Answer:
We are given two similar triangles, triangle ABC and triangle DEF, and some measurements of triangle ABC. We are also given that DF, one of the sides of triangle DEF, is equal to 15 units. Using this information, we are asked to find the difference between the lengths of sides AB and EF.
To solve the problem, we can first use the angle-angle similarity theorem to determine that the corresponding angles of the two triangles are equal. Therefore, angle DEF is equal to angle BCA, and angle ABE is equal to angle DFE.

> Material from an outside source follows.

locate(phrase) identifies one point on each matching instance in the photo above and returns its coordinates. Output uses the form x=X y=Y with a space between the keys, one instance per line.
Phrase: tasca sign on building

Next, we can use the law of sines to find the length of side AB. The law of sines states that the ratio of the length of a side of a triangle to the sine of the angle opposite that side is equal for all sides and angles in the triangle. Applying this to triangle ABC, we have:
AB/sin(73) = BC/sin(48)
Substituting the value of BC as 19 units, we can solve for AB to get:
AB = 22.78 units
Similarly, we can use the law of sines to find the length of side EF. Since angle DFE is equal to angle ABE, we can use the same ratio as above to get:
EF/sin(73) = DF/sin(48)
Substituting the value of DF as 15 units, we can solve for EF to get:
EF = 18.20 units
Finally, we can subtract EF from AB to get:
AB - EF = 22.78 - 18.20 = 4.58 units
Therefore, the difference between the lengths of sides AB and EF is 4.58 units.